From Lily at the U-T:
Foreclosures are inching up again, while closely watched defaults shot up 34 percent in March — the largest monthly increase for San Diego County in more than two years.
Analysts at DataQuick Information Systems on Tuesday reported there were 1,837 mortgage defaults in March, up 34 percent from February but down 19 percent from a year ago.
The company’s numbers also show there were 1,047 foreclosures in March, a 17 percent increase from February but an 8 percent decrease from the same time last year.
Some industry leaders predict monthly numbers will continue to rise this year as banks are apparently becoming more expedient with foreclosure processes and people continue to walk away from their homes, even when they’re able to afford the mortgage payments.
March’s monthly increases may indicate that lenders are becoming “more comfortable going forward with notices of defaults,” said Dave McDonald, a branch manager for New American Funding in Bonita and a past president of the California Association of Mortgage Brokers’s San Diego chapter.

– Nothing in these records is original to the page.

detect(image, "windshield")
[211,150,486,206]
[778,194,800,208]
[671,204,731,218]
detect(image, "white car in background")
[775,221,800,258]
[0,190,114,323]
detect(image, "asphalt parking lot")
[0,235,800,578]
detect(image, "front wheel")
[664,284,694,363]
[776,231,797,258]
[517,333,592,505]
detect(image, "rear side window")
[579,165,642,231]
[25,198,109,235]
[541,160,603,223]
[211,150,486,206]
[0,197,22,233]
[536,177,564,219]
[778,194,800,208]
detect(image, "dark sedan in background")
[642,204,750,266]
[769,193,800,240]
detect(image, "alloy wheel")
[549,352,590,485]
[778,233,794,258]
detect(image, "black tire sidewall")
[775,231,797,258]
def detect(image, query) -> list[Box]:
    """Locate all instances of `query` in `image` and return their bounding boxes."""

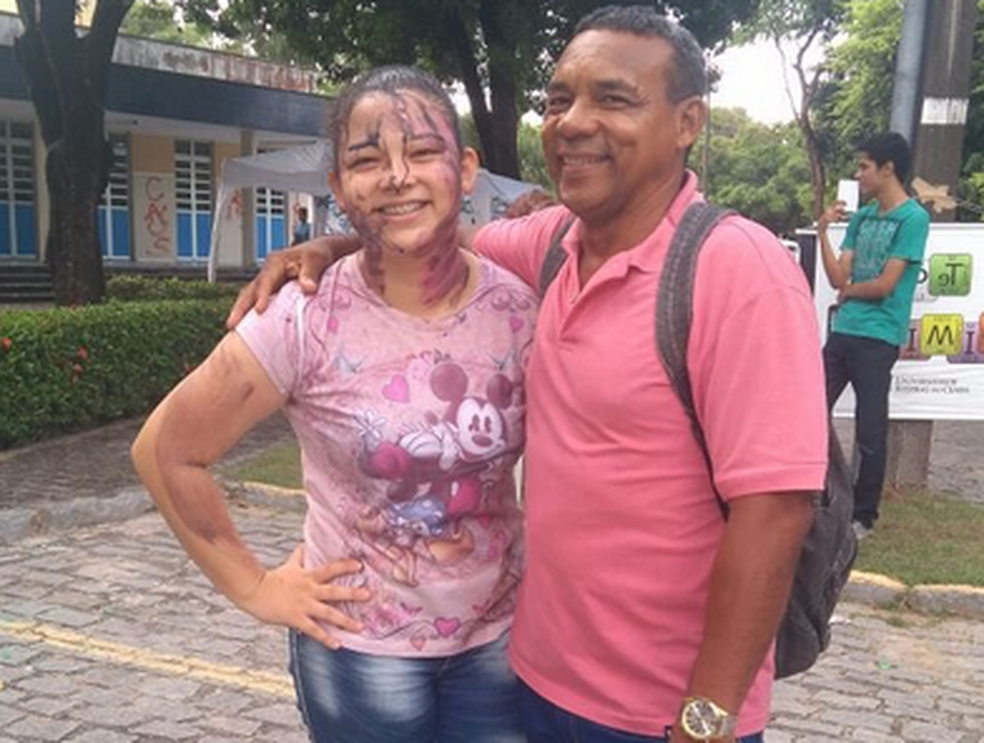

Another factor that could lead to more defaults: homeowners who took on five- and seven-year adjustable rate mortgages, or ARMs, during the height of the market. McDonald said those consumers are expecting drastic changes in their loan terms this year and in 2012, which could mean increases in monthly payments. In the past, he’s seen them go as high as $800 more a month for some homeowners.
Since refinancing is an unlikely option, McDonald suspects many will end up defaulting on their loans. “It’s the next wave (of defaulters,)” McDonald said.
Gary Laturno, a San Diego real estate broker whose expertise is in foreclosures, is still in the wait-and-see category with foreclosures and defaults this year.
Still, Laturno concedes the state of the county’s distressed market is volatile. He’s still seeing a number of “strategic defaulters,” homeowners who walk away from their homes because they are so underwater, even when they can afford to make the payments.
“I think we have a long way to go” before the distress is over, said Laturno, also a San Diego attorney.
I am a proponent of getting this over with – and support banks and servicers pushing through more foreclosures. It is inevitable, let’s take our medicine!
At the end of the last video I said that more REO listings would be good for pricing overall, and somebody on CR questioned tha reasoning.
Buyers like REO pricing, which tends to be much sharper than with elective sellers.
Those who have their house on the market today (unsold) only knows what price isn’t working. If there were more REOs, it would be easier for them to see where the actual pricing needs to be.
I think you’re reaching there. But one good thing about REOs is that you don’t emotional sellers involved.
On the medicine thing, maybe you should think of it like chemo. It’s a harsh medicine, and too much at one time will kill you as much as the underlying disease. The objective is to have the optimal amount of medicine over time.
Chemo isn’t the right analogy IMHO.
More like a gangrenous limb. You need to amputate it, not mask the pain with morphine while it spreads to the rest of the body.
If we are using metaphors, I think we are talking stuffed up toilets. Plunge, flush, and clear.
Jim the Plumber time!
REO’s tend to bring the asking price to the buyers bid. The good thing about today’s market is there’s buyers with bids out there. It’s not a bidless market in danger of crashing. 2007-2008 the buyers were completely exhausted and there were none out there. Now we have buyers ready to buy, but a lack of sellers willing to meet them at market prices.
Data like this only confirms what everyone has noticed. Slow sales with slowly bleeding prices. It only makes buying decisions harder. Oh well potential buyers won’t miss any actions if they wait another year or two. The standoff continues.
You guy’s realize that if there start to be a lot of foreclosures hitting the market, That in the absents of some external pressure the voluntary listing will just disappear right?
I mean you really just end up with a market of foreclosures. That can be a really ugly market for most first time home buyers, unless they have a lot of cash and really know how to fix stuff,
Oh well flipper heaven
“Gangrene?” “Chemo?” Really?
2.I think you’re reaching there.
Stats for North SD County Coastal detached:
There are 1,482 active listings, avg $578/sf
There were 224 sold in last 30 days, avg $375/sf
6.6 months’ worth of inventory.
642 SFRs on the NOD and NOT list.
Roughly 1,300-1,400 of the 1,482 actives are overpriced.
Buyers would love to have another 642 listings to consider, bring them on! If there were more attractively-priced properties popping off the market, it would greatly assist with market clearing and price discovery.
the voluntary listing will just disappear right?
I’ve been surprised at how many elective sellers have chosen to sell in the last 3-4 years.
People sell when they need to sell. Long-time owners are getting up in age, and they can still sell for far more than they paid. Off they go to the retirement home, or in with the kids.
end up with a market of foreclosures.
We can only hope.
It’s not only because they are attractively-priced, but the easy access is very helpful (vs. lowly-motivated short sellers) and they create the ideal auction-type format when they let offers come in for 3-7 days before selecting a winner.
These are conditions that buyers would appreciate greatly.